Renowned nature writer Robert Macfarlane takes us on several exhilarating journeys across the globe, including the Ecuadorean cloud forest and the head forest of Rio Los Cedros, onto the wounded creeks, lagoons and estuaries of the dying waters around the city of Chennai in India, the Mutehekau Shipu (or Magpie river), 600 miles north-east of Montreal, urging us to vest rights in natural objects, confronting the realities of living, beating heart of the riverine world.
Macfarlane confronts the gross failure of our existing laws to protect rivers from harm, and homes in on developments. He acknowledges the beliefs of indigenous communities, who have embraced nature-first worldview for millennia.

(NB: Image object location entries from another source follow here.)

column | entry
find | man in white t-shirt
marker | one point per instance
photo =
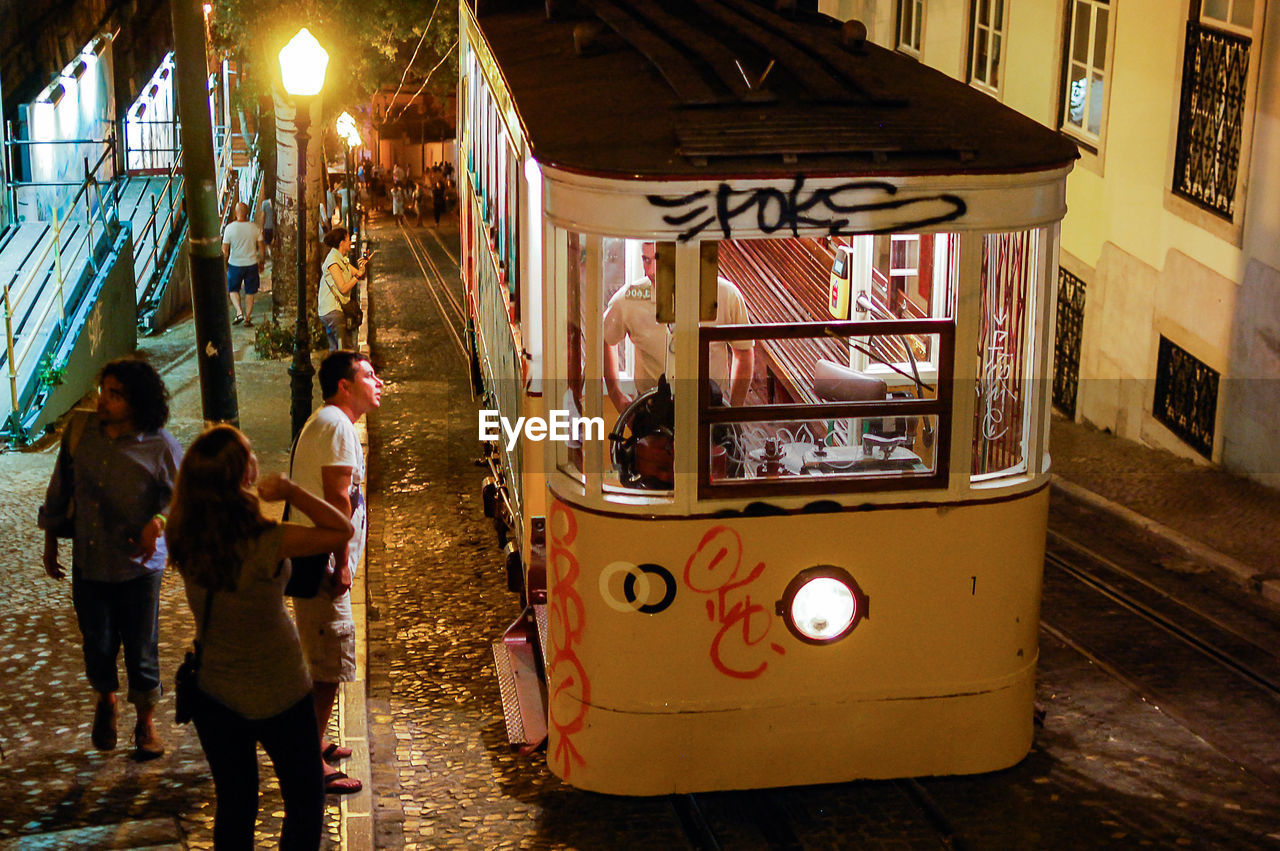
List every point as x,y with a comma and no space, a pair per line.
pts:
329,461
245,254
631,312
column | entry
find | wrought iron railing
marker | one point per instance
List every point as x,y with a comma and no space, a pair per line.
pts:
1185,396
1066,341
1211,118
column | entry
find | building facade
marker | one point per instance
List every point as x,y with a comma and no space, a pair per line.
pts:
1169,282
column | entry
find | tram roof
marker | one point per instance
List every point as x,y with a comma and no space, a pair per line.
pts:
658,90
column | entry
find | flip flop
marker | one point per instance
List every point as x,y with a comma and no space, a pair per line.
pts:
338,783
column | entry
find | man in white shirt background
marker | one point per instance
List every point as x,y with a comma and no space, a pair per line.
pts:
246,255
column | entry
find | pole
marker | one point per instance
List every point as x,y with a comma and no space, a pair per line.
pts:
301,371
214,351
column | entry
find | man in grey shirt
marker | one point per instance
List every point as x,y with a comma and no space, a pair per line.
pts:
112,484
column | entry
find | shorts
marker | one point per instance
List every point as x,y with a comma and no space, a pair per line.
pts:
328,637
236,275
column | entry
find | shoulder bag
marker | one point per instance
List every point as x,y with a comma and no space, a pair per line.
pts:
65,527
186,690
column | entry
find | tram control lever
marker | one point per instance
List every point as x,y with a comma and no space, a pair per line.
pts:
873,443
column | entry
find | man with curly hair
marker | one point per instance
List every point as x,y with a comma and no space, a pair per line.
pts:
110,490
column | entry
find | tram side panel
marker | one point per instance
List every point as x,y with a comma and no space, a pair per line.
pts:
672,671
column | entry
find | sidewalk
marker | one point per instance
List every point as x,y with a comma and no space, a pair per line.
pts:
1219,518
59,791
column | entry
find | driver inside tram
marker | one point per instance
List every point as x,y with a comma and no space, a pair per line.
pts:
631,314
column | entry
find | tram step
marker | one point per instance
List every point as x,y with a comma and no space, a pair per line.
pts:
524,698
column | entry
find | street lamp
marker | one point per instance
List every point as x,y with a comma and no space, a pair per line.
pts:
302,65
351,136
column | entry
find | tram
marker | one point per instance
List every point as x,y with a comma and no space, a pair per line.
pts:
807,286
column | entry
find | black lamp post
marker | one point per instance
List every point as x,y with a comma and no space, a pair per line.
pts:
302,65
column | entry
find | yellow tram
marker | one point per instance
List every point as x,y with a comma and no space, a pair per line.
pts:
807,286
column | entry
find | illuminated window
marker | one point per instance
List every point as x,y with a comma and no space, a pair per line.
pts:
987,44
910,26
1235,15
1084,97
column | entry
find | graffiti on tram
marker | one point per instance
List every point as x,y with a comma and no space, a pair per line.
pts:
772,210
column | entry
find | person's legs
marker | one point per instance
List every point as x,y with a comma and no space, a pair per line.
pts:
233,283
231,749
291,741
101,644
138,618
251,283
333,321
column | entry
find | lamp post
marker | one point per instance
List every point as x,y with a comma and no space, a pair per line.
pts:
302,65
351,136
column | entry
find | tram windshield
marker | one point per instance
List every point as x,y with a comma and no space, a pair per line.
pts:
818,365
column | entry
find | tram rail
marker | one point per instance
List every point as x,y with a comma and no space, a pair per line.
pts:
447,302
1202,672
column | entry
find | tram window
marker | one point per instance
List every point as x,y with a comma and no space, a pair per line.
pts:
1005,344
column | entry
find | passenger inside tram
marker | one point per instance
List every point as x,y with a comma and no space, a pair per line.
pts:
644,457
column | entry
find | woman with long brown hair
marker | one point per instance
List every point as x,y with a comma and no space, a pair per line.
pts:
252,677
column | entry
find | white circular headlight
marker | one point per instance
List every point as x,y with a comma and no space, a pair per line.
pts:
822,604
823,608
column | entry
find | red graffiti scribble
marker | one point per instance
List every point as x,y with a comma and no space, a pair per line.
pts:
570,691
713,568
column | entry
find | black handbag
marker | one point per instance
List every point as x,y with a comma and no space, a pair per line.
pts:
186,689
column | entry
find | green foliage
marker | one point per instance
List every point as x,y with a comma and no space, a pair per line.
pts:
50,373
369,42
273,341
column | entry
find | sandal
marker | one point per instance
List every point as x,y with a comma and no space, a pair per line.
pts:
336,753
338,783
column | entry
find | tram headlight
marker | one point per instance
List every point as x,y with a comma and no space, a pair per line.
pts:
822,604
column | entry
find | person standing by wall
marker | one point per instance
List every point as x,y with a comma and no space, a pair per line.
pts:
112,485
245,255
252,680
328,460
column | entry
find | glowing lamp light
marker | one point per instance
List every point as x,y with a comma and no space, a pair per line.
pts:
302,64
822,604
347,129
76,68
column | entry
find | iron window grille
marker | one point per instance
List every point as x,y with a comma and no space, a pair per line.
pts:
1066,341
1185,396
1211,119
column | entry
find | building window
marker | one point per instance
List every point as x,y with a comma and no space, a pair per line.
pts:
1084,103
1211,117
984,49
910,26
1185,396
1235,15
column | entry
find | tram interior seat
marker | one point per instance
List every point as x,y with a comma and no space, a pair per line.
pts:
836,383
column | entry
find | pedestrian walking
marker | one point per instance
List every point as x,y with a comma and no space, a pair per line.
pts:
438,201
337,289
328,458
252,680
398,204
268,224
245,255
109,493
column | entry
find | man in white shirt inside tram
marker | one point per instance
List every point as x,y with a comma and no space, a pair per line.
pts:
630,312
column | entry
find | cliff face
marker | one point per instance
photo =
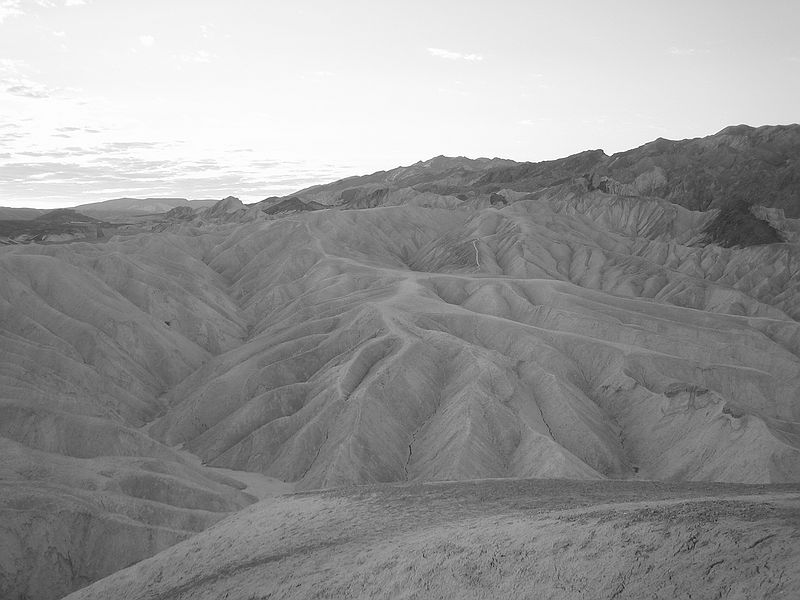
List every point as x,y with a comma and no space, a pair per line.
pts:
452,320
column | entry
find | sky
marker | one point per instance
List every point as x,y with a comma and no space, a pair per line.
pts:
102,99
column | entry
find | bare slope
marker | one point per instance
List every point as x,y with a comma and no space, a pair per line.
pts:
565,336
498,539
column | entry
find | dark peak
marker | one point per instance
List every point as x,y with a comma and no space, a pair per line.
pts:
737,226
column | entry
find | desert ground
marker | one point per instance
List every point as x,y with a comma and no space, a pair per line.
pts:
460,378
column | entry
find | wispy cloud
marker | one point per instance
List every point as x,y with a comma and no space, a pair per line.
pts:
140,169
450,55
10,8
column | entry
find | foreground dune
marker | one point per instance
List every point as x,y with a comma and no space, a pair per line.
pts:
488,539
452,320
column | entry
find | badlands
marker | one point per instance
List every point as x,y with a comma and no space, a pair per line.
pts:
458,379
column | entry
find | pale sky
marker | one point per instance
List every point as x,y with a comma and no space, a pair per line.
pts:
202,99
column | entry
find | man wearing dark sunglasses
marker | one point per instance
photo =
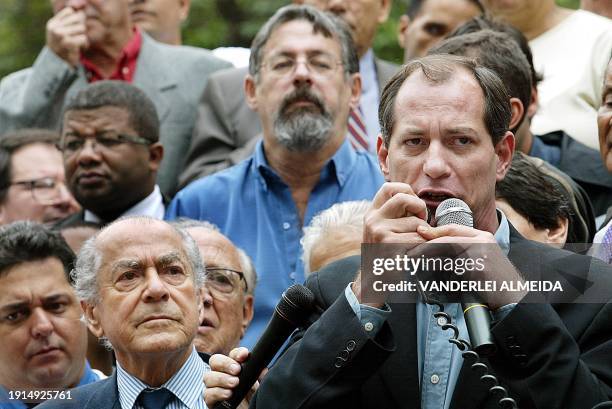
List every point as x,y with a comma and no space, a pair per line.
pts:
32,183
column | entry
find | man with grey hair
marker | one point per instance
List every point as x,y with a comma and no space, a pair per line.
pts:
333,234
303,81
139,283
227,294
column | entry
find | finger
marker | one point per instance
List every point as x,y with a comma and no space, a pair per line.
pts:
388,190
404,204
214,379
451,230
222,363
239,354
214,395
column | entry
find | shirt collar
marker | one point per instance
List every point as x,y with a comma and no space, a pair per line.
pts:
152,206
341,164
502,234
126,65
367,70
186,384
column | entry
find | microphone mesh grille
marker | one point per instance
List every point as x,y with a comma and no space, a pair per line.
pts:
454,211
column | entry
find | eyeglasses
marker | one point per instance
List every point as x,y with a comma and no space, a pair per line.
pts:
71,143
321,64
224,281
44,190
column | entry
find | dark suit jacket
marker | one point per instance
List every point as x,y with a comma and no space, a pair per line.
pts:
226,129
585,166
549,355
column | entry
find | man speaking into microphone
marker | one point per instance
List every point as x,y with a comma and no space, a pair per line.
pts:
444,123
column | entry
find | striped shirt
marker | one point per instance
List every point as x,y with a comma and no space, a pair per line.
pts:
187,385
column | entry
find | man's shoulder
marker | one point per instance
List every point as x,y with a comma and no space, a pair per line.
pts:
100,394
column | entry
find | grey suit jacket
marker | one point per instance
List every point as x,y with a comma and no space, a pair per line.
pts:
173,77
227,129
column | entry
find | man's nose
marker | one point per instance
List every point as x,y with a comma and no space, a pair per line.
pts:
435,165
42,326
156,289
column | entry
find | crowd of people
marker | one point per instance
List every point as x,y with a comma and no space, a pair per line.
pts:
156,199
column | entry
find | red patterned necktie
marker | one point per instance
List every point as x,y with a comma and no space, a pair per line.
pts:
357,132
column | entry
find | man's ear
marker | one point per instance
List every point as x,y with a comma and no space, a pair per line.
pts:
504,151
251,92
383,156
558,235
156,154
385,9
184,6
404,24
518,111
93,322
247,313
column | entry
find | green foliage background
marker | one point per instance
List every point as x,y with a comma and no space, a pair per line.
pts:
211,24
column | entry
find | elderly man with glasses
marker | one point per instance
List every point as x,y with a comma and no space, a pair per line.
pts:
304,79
32,183
227,294
111,152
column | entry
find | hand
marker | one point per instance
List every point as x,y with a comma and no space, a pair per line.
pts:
473,244
223,377
67,35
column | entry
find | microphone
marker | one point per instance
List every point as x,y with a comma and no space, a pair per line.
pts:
293,309
476,313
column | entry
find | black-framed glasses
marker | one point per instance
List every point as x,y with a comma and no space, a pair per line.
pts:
224,280
322,64
44,190
72,143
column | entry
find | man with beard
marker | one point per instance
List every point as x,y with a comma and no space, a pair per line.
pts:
110,144
303,80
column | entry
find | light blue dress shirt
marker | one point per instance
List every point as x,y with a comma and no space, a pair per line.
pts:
187,385
253,207
370,97
439,361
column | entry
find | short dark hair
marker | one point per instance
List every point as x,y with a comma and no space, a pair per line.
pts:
120,94
327,24
25,241
534,195
486,22
498,52
11,142
414,7
439,69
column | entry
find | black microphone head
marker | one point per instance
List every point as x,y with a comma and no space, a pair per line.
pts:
454,211
296,304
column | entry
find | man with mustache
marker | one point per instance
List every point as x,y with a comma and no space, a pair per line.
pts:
111,151
303,80
227,129
139,283
93,40
43,339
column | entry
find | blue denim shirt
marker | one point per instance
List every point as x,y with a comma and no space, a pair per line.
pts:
439,361
253,207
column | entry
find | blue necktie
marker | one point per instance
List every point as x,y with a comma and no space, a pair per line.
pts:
155,398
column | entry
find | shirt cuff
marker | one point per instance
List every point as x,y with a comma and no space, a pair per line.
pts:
501,313
371,318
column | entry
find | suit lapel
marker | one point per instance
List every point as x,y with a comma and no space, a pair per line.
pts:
400,372
150,78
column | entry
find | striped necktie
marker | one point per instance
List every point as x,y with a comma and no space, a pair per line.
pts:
357,131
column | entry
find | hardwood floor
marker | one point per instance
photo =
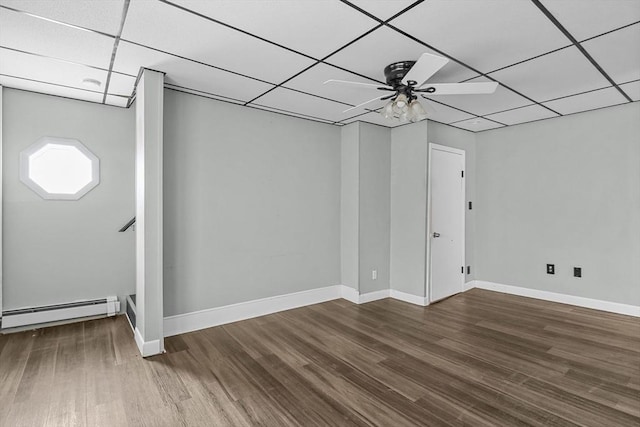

He writes of Ecuador’s constitution, amended in 2008 to recognise actionable rights of nature, of a judgement of the Uttarakhand High Court, in 2017, decreeing that the Ganges river is recognised as a “living entity” with rights under the law and of resolutions adopted by First Nations indigenous communities and local authorities that recognise the Magpie river to be a “legal person” with “fundamental rights”.
Macfarlane offer us the power and timeliness of the nature world, in a familiar style to his many readers but now adopting a more overtly political tone, with a call for a new direction. Our classic law built around the human, have failed, and we need another way, one that ruptures the shackles of our learnt and inherited imaginations, and the limits of the legal institutions that have trapped us. Let’s imagine that a river lives and has rights of its own.
Is a River Alive? By Robert Macfarlane, Hamish Hamilton £25/ WW Norton $31.99, 384 pages.